Sunday, August 28, 2011

Taking and talking options

On Wednesday I wrote that I was getting ready for a colonoscopy as a routine part of my medical care. Yes, more than a teeth cleaning, but in some respects, just as routine. I wrote about this because I thought it might serve as a reminder for some, and as a bit of encouragement for others, to do similarly. Lot of folks keep "meaning to do" tests like this until some major health issue makes them do it.

Some folks felt it was a fairly gross thing to share and others were concerned about my health, otherwise why would I be having this test? I felt a lot of love over the last couple of days and have seen some deeply concerned faces. Am I okay? Yes, I'm okay.

The preparation isn't fun; lots of liquids, none of them tasty, but none of them truly horrendous. I've had truly horrendous and what I had to drink won't make the same list. Having to stay in the house because of all that drinking certainly wasn't my idea of a fun thing to do, even on a Thursday night, but again, not horrendous.
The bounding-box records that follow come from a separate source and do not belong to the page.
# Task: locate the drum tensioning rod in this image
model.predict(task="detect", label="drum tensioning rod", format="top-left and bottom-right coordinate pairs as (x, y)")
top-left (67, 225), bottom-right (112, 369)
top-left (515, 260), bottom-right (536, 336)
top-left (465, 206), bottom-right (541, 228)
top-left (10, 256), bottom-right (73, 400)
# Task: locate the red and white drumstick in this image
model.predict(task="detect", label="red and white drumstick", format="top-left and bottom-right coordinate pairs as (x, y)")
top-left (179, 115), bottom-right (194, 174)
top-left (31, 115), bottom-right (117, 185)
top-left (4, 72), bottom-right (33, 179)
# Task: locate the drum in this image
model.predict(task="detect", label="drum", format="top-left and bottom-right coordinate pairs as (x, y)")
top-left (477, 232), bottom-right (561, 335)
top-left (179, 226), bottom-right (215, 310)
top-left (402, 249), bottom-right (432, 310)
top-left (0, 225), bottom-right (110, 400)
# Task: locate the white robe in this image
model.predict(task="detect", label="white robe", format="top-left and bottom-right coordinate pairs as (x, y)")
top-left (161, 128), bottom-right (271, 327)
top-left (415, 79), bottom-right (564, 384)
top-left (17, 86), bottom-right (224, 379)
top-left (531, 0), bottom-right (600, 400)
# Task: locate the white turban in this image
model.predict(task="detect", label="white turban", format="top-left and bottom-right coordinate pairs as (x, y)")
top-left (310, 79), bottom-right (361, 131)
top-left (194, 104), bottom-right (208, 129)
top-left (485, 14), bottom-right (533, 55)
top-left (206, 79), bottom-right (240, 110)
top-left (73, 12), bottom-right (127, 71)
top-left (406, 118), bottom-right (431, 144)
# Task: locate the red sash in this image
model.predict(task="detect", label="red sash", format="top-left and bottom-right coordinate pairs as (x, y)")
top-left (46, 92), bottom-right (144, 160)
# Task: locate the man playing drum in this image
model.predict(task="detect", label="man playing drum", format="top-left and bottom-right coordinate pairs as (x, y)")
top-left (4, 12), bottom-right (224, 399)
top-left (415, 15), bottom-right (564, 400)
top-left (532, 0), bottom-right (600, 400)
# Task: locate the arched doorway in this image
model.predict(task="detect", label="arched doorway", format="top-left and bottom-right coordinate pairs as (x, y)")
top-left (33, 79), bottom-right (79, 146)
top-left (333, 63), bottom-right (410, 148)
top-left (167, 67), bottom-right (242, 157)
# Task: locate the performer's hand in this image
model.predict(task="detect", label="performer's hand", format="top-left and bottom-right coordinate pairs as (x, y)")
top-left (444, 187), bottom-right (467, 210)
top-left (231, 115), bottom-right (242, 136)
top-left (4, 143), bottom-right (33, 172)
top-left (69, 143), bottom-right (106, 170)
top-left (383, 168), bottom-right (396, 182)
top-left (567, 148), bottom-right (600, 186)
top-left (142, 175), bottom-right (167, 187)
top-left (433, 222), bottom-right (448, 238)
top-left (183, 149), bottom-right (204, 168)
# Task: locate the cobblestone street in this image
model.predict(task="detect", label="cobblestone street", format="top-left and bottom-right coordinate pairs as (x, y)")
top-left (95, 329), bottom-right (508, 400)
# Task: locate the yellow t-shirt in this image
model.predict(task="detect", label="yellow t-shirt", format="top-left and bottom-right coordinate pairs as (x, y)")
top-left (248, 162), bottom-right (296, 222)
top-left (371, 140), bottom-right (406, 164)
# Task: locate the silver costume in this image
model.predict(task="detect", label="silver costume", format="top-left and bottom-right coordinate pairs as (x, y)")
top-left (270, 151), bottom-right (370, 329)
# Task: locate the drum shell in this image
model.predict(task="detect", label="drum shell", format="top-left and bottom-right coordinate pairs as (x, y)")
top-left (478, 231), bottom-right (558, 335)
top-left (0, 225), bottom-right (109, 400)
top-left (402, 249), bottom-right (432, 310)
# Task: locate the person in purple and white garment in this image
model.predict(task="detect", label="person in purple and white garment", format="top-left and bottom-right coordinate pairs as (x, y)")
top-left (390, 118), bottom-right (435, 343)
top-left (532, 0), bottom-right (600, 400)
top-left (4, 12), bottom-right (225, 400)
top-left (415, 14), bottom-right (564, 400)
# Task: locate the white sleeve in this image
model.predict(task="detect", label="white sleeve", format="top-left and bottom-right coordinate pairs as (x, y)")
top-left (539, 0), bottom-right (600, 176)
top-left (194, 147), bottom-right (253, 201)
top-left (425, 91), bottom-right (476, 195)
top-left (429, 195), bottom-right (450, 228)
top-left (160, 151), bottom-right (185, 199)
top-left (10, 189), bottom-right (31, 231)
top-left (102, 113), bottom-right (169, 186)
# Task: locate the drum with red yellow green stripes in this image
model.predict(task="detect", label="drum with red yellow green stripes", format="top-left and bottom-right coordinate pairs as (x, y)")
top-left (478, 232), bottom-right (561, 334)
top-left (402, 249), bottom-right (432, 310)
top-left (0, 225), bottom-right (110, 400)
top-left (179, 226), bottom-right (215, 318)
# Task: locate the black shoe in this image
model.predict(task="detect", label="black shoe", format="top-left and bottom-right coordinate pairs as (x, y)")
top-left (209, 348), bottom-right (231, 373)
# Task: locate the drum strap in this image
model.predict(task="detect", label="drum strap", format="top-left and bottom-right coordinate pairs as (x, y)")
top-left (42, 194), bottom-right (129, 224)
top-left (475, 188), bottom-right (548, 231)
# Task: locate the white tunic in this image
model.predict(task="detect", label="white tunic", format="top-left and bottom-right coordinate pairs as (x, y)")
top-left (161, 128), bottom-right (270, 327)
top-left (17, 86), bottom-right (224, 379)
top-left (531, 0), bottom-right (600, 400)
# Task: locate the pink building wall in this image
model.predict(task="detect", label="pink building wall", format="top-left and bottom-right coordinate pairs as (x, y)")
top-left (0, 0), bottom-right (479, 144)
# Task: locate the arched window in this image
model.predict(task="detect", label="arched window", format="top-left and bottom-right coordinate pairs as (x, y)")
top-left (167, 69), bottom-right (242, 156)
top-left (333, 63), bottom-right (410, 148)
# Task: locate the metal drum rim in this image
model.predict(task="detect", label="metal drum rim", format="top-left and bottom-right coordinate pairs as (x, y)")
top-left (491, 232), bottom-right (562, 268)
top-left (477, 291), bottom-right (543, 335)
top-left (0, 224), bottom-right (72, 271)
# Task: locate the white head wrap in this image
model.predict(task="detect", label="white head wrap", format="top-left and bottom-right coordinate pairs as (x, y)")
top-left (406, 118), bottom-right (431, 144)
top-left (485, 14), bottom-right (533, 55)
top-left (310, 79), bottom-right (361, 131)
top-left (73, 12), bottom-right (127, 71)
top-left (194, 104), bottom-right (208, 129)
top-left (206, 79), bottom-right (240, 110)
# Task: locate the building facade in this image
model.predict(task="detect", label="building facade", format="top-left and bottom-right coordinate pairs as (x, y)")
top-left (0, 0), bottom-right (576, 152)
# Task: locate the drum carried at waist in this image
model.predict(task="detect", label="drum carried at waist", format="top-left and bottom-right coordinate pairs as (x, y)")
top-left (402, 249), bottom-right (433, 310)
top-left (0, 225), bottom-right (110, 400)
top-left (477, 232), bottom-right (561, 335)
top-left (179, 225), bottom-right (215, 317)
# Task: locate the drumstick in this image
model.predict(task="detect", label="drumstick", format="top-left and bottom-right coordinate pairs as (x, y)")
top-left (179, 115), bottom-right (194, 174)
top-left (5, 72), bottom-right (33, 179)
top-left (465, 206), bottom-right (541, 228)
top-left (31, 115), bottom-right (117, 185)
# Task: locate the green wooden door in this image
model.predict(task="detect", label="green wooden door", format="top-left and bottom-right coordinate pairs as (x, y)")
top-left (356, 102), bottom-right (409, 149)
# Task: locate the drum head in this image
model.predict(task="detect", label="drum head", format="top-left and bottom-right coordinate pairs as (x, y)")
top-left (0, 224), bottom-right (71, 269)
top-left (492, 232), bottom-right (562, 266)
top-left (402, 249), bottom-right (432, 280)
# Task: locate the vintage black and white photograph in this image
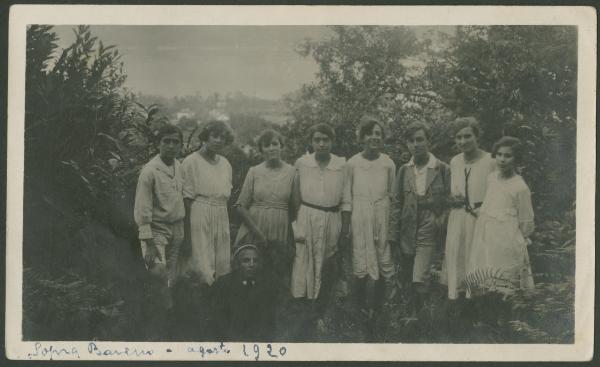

On Fridays at the Endoscopy Center in Pasadena they play 60s music. As I walked to my bed a warmed blanket is brought to cover me. The nurses and everyone who was involved was pretty chipper. When I closed my eyes and listened to the hubbub around it seemed like I was at a 60s retro diner rather than the waiting and recovery area at the center.

This picture of Lili and me is one of my faves: Nana and nieta - just between us.

Simply put, having a colonoscopy, like a lot of other mid-life health check-ups, increases my odds of my continuing to enjoy such moments. That's way better than the other option.


  1. Glad to hear it. My insurance has such a huge deductible that I probably won't ever use it until I'm having an emergency. I consider it a hedge against death but all I can afford. Victor didn't have any insurance until he turned 65. Now he says I've seen more doctors in the last few years then I saw my entire life. When your a light skinned muralist, your skin doctor becomes your best friend

  2. Our son has beautiful pale skin. It took me years before I was in a habit of putting sunscreen on his fair face and body. As I learn more and more about sun related issues I'm glad we began to do so. James now wears a hat - his hairs grown to have more room on an individual basis. The first time he burnt his non-hair-protected was all the lesson he needed. I'm neither one becomes too close with the skin doctor.